IT firms must innovate better, says PwC
October 7, 2013 in Medical Technology
Medical technology companies may be losing their competitive edge and are in need of a different approach to innovation in a new outcomes-based health economy, according a new study from PwC’s Health Research Institute.
The report also includes a Web-based interactive innovation scorecard to assess medical technology companies based on leading innovation practices.
Only 14 percent of medical technology executives say that they formally manage innovation activities, which is essential to creating new services and business models, according to PwC. Just 17 percent believe their companies are innovation pioneers. The HRI report outlines how medical technology companies need to expand their approaches to innovation outside traditional RD, in order to remain competitive.
“Historically, medical technology innovation has relied on incremental improvement,” said Christopher Wasden, managing director and global healthcare innovation leader, PwC, in a news release. “But ‘innovation’ needs redefining for an environment that rewards value – measured in affordable patient outcomes and customer satisfaction — over volume.”
“True innovators learn from failure — fast, frequent, frugal failure,” Wasden said. “Medical technology leaders need to change their business models, their corporate DNA, to embrace lean innovation beyond their core operations.”

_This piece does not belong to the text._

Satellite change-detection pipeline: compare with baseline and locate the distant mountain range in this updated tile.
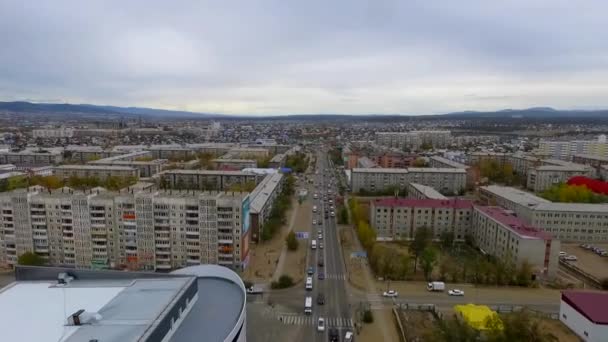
[0,101,608,121]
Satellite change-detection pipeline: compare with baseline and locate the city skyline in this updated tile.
[0,1,608,115]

[See also: Better care calls for better business model.]
Key report findings also include:
- The value of a device is no longer solely in the product itself but in a company’s ability to help customers solve broader problems.
- New competitors are staking their claim – at least 18 companies have entered the medical technology space and are driving innovation at the pace of technology.
- New integrated services and business models that address clinician and consumer needs are becoming more important.
- Medical technology executives expect a higher level of innovation over the next three years but lack formal processes to achieve their goals for new services and business models.
- Medical technology companies have been slower to apply new social, mobile, analytic, and cloud (SMAC) technologies than other industries.
- Medical technology companies are looking to open innovation as a key approach to drive future growth.
“Three things are essential to transform today’s medical technology companies for the future,” said PwC principal Ed Yu. “Embrace failure — create an innovation operating model that separates breakthrough and radical innovation from incremental innovation. Embrace the disease — select a target area and collaborate with health industry counterparts to get closer to the patient. Finally, measure innovation in new ways with forward-looking metrics and connect the dots for shareholders. That’s the formula for success.”